I’m going to proceed — fairly quickly — through a simulation of this schedule, in order to show you how the power-pairings would work. If a matchup was actually played in real life during the 2016 Big Ten regular season, I abided by the original result — so Ohio State still beats Michigan, for instance.³ Otherwise, I simulated the result using ESPN’s Football Power Index, accounting for home-field advantage. Based on FPI, for instance, Iowa would have an 87 percent chance of winning a home game against Maryland, a matchup that didn’t occur in the actual Big Ten schedule but which could occur under power-pairing.

We’ll zoom ahead to Week 5, when we encounter our first flex-scheduling week. (To see the simulated results for every game, scroll down to the big table toward the end of this article.) Here’s how it works: We take the 14 Big Ten teams and split them into pools of seven home teams and seven away teams based on where they’d been assigned to play ahead of time. We then have to pair the teams so as to give each one exactly one opponent for the week. There are, in theory, 5,040 possible ways to do this. An algorithm sorts through each of the combinations to find the best possible set of pairings, using the following rules:

It eliminates all combinations that involve a game that was already played or which was already scheduled to be played. This cuts down on the number of legal combinations quite a lot — to about 600 for Week 5, for example.
From among the remaining combinations, the algorithm finds those cases where the win totals match up as well as possible.⁴
If several combinations are tied after Steps 1 and 2, the algorithm picks the set of matchups that are least likely to occur in the future, based on how the teams are assigned to home and away games in subsequent flex weeks.⁵
If several combinations are still tied for being the most optimal after Steps 1, 2 and 3, the algorithm picks one of them at random.

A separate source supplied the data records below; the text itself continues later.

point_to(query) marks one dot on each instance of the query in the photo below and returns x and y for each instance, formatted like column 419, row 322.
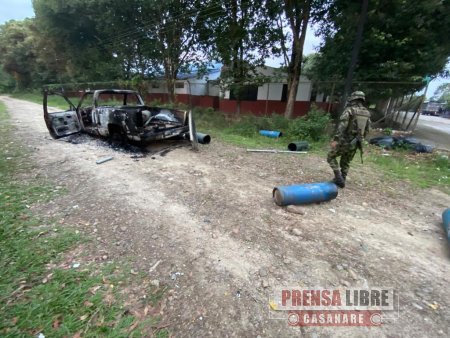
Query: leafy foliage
column 403, row 41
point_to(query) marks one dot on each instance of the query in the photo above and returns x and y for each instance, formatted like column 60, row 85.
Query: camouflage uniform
column 353, row 126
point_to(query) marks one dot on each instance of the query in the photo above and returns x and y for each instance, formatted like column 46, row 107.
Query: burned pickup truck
column 119, row 115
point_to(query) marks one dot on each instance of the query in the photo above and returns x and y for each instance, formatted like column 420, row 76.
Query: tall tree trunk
column 355, row 52
column 298, row 17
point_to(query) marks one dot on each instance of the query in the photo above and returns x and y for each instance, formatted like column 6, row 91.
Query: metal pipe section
column 275, row 151
column 304, row 193
column 203, row 138
column 446, row 221
column 298, row 146
column 271, row 133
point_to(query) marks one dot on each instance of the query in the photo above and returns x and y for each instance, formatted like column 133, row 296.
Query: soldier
column 353, row 126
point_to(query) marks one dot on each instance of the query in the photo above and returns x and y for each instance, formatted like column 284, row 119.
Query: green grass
column 40, row 290
column 420, row 170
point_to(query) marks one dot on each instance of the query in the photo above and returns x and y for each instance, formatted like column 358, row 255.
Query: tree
column 176, row 39
column 239, row 34
column 17, row 53
column 403, row 41
column 292, row 20
column 74, row 31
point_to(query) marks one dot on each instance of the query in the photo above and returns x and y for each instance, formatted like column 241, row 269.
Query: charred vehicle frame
column 118, row 114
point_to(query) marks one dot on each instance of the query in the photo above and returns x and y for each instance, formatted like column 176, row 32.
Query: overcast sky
column 21, row 9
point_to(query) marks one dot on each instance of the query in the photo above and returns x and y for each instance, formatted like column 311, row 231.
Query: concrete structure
column 269, row 98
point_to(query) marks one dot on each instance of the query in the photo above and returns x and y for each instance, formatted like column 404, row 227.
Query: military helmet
column 358, row 95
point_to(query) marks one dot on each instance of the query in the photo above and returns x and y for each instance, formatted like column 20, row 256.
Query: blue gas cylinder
column 446, row 221
column 304, row 193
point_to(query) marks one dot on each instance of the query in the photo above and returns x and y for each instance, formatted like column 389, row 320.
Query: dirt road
column 204, row 224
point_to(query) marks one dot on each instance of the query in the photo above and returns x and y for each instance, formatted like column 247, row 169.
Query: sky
column 21, row 9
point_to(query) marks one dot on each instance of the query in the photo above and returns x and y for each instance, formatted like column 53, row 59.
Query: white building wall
column 270, row 91
column 304, row 91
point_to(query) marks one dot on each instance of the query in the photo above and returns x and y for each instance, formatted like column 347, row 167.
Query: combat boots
column 338, row 179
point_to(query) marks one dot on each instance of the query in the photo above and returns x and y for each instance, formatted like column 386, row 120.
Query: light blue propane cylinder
column 304, row 193
column 446, row 221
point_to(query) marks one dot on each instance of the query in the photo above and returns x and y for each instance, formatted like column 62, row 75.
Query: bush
column 313, row 126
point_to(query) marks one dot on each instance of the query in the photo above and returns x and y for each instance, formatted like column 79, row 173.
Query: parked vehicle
column 118, row 114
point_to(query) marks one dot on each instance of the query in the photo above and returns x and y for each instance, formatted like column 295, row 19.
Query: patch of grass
column 244, row 132
column 42, row 292
column 421, row 170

Here’s what the algorithm came up with for Week 5, for example:

Power-paired Week 5 matchups in hypothetical Big Ten schedule
HOME POOL		ROAD POOL
TEAM	RECORD	TEAM	RECORD
Michigan	4-0	Penn State	4-0
Indiana	3-1	Ohio State	3-1
Iowa	3-1	Maryland	3-1
Wisconsin	2-2	Michigan State	0-4
Minnesota	1-3	Rutgers	1-3
Nebraska	1-3	Northwestern	1-3
Purdue	1-3	Illinois	1-3

That worked out pretty nicely — 12 of the 14 teams were power-paired against an opponent with the same win total, generating a key early matchup between 4-0 Michigan and 4-0 Penn State. Still, the home pool was slightly stronger than the road pool and some team had to draw the short end of the stick. It turned out to be 0-4 Michigan State, which was matched up against 2-2 Wisconsin.

From there, Michigan beat Penn State in that matchup of undefeateds to go to 5-0. Meanwhile, a couple of overachieving 3-1 teams encountered a dose of reality against stiffer competition, as Indiana lost to Ohio State and Maryland lost to Iowa. That’s one of the benefits of power-pairing teams: The pretenders who benefited from quirky wins are fairly quickly weeded out because they face a tougher schedule.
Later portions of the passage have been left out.